A soulfully hilarious picture book on cricket by Natasha Sharma
posted by Shweta Sharan, November 11, 2019
The Good Indian Child is back, and hits it right out of the ballpark! Natasha Sharma's The Good Indian Child to Playing Cricket is perfect for a lover of any sport but it will hold a magical place in the heart of any Indian child who loves cricket.
A few weeks ago, I woke up at 5 am in the morning and saw three children in my neighborhood playing cricket in the pouring rain. Their passion for the game was evident. When was the last time we adults loved playing something so much that nor we wouldn't mind getting wet in the rain at 5 am?
I loved Natasha Sharma's book The Good Indian Child's Guide to Playing Cricket even more than its predecessor, The Good Indian Child's Guide to Eating Mangoes. It is both humorous and nostalgic. Both the guides are wonderful but there is an all-purpose enjoyment to The Good Indian Child's Guide to Playing Cricket that is simply priceless.
The book is a fun, witty, wry, goofy and ultimately informative guide to cricket. Vinod Kambli writes about the book, "Never knew theory would be so much fun." And it's true! Like every Indian, I have watched and enjoyed cricket. I am not an expert when it comes to the technicalities of the sport. This book explains all that but with exciting and hilarious explanations that never bog you down. The explanations do come in but they are so lively and done so well that I absolutely enjoyed learning about (and guffawing over) definitions of field positions, off stump, leg side and more.

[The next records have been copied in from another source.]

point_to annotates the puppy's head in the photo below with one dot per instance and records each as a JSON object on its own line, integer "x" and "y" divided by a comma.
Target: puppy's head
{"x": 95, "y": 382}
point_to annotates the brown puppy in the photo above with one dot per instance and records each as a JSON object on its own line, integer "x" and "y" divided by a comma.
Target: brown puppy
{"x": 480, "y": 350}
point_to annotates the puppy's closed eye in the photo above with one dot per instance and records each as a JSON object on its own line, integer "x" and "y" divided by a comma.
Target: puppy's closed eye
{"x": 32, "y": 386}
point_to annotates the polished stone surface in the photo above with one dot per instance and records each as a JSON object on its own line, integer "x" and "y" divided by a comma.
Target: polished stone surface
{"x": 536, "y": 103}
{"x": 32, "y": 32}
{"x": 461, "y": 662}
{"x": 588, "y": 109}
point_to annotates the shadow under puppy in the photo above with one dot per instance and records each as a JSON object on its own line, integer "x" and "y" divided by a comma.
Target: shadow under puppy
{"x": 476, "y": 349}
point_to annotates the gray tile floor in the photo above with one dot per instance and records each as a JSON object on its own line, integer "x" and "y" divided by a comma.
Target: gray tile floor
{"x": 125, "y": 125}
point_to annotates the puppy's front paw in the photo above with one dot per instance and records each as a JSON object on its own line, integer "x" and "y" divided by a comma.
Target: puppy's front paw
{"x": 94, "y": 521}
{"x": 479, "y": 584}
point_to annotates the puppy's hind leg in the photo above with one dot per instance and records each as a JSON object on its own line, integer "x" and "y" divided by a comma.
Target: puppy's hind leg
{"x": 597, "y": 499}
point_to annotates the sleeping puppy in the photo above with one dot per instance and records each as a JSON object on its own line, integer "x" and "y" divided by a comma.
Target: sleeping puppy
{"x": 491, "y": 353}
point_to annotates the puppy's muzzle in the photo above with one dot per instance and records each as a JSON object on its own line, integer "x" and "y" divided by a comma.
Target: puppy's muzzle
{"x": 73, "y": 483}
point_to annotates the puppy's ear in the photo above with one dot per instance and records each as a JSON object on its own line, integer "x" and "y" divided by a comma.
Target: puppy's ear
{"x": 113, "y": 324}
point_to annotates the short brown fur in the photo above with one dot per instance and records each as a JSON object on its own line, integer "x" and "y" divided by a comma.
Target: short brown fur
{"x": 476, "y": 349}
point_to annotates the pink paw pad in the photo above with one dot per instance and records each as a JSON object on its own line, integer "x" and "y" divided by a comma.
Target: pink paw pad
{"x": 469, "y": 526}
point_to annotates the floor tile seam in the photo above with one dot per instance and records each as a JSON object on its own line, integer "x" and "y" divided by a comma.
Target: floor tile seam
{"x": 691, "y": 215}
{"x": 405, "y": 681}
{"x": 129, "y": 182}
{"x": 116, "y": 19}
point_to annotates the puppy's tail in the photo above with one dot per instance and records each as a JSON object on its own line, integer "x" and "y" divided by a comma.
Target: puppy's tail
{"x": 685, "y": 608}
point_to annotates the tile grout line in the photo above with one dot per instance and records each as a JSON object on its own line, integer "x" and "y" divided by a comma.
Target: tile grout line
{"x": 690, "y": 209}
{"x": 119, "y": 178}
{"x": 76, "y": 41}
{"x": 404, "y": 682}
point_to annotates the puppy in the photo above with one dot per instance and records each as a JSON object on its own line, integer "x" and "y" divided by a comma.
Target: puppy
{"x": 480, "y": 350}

It starts off by explaining the game in a young player's point of view -- how do you play cricket if there's just two of you? How about if you have three? You get a fielder!

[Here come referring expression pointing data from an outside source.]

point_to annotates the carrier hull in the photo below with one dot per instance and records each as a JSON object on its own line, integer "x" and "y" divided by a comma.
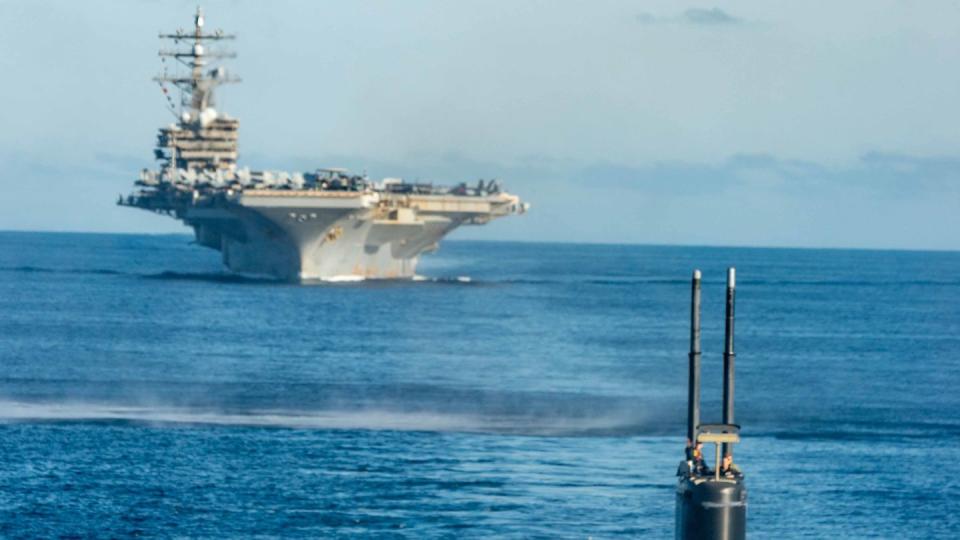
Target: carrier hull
{"x": 309, "y": 235}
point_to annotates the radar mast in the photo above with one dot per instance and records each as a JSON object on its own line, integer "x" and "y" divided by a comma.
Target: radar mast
{"x": 203, "y": 138}
{"x": 204, "y": 77}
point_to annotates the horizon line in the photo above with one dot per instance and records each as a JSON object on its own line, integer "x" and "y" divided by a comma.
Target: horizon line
{"x": 559, "y": 242}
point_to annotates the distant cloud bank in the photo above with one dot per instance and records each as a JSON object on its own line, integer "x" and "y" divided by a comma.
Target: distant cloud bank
{"x": 696, "y": 16}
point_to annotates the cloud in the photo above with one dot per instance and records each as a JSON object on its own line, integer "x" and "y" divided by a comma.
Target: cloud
{"x": 696, "y": 16}
{"x": 709, "y": 16}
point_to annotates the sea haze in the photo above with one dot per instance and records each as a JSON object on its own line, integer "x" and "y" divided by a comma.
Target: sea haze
{"x": 516, "y": 390}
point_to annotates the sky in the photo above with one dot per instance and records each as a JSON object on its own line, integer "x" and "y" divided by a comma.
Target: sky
{"x": 746, "y": 123}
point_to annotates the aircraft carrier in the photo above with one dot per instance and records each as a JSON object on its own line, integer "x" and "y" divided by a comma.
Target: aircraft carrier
{"x": 325, "y": 224}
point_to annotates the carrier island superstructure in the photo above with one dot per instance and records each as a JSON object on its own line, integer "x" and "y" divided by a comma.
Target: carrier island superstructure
{"x": 321, "y": 224}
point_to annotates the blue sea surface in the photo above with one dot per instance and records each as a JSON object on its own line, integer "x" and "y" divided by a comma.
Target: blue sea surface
{"x": 518, "y": 390}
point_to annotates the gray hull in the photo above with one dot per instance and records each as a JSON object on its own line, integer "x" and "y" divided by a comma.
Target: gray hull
{"x": 302, "y": 236}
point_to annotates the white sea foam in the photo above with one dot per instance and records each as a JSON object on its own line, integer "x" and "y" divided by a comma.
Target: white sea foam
{"x": 344, "y": 278}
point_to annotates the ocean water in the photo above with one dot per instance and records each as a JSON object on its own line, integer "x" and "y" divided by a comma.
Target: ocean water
{"x": 516, "y": 391}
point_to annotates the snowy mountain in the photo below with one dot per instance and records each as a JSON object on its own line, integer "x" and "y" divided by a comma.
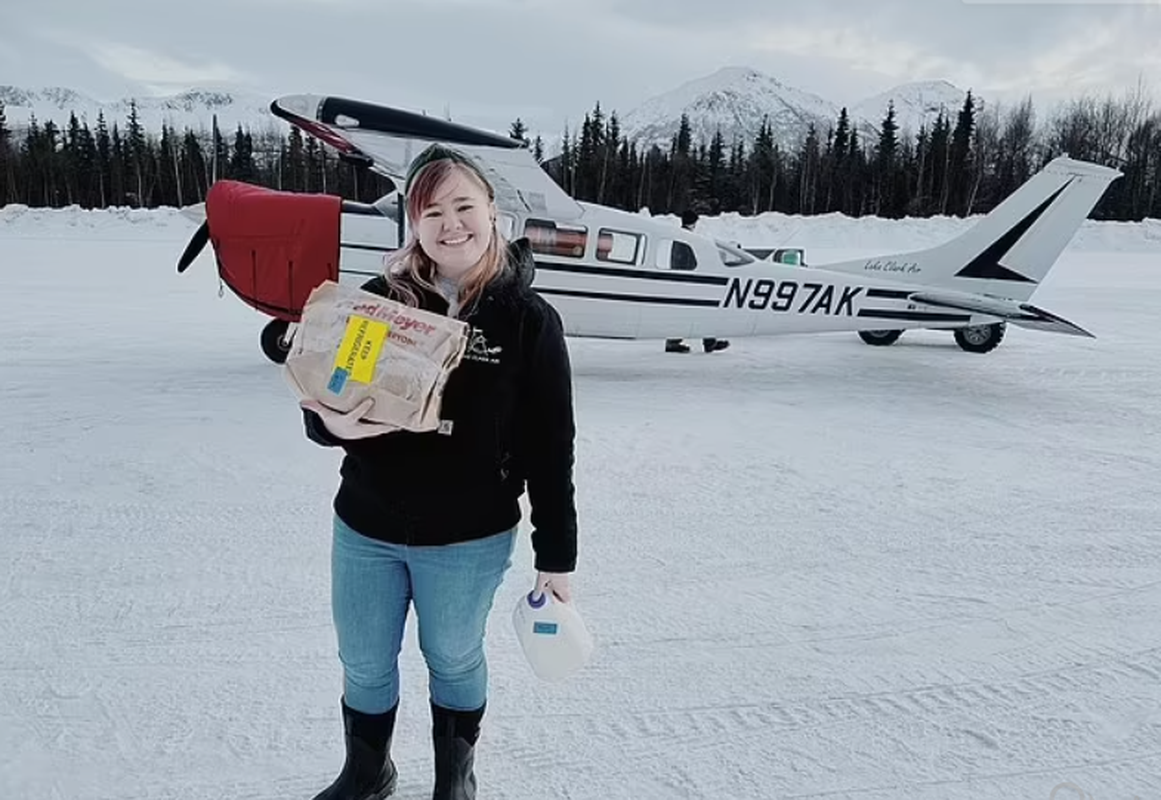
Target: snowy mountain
{"x": 733, "y": 100}
{"x": 194, "y": 108}
{"x": 916, "y": 103}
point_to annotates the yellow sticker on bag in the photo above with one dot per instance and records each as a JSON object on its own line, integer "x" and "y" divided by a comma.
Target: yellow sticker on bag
{"x": 359, "y": 352}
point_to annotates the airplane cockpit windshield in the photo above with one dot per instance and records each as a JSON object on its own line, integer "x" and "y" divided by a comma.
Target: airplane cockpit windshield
{"x": 732, "y": 254}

Shreya Sen's illustrations are a riot and also endearing, somehow. In every picture, I can see myself as I tried to play the game when I was a kid or watched from my balcony as others played. I understand that football is slowly catching on among children in India but for me, it will always be cricket. This book can be a great way to rekindle your child's love for the game or to make them connect with its special place in India.
I loved how we can shapeshift the game to play any way we like and the book connects to the beauty of playing cricket in India, whether on the road or semi-professionally. Remember the twigs we used for wickets? Skinny kids too! The descriptions of spin bowling, the rules for playing the game and fielding dives are beautifully written. What I love about the book is that it is not just fun, goofy and deliciously sarcastic but really gets you to connect with the sport on various levels. Towards the end of the book, "the field erupts into a scene that must not be shown in a book about good children" but really, the book ends in a magical way - a game may be won or lost but the universe carries on, a ball is bowled, the person batting hits it, and another fielder dives!
We need interesting, creative and fun narratives on a sport to engage more children to embrace the sporting culture in their own way. This book is a great addition to your child's bookshelf, whether your child likes cricket or isn't particularly a fan. My daughter thought it was pretty hilarious!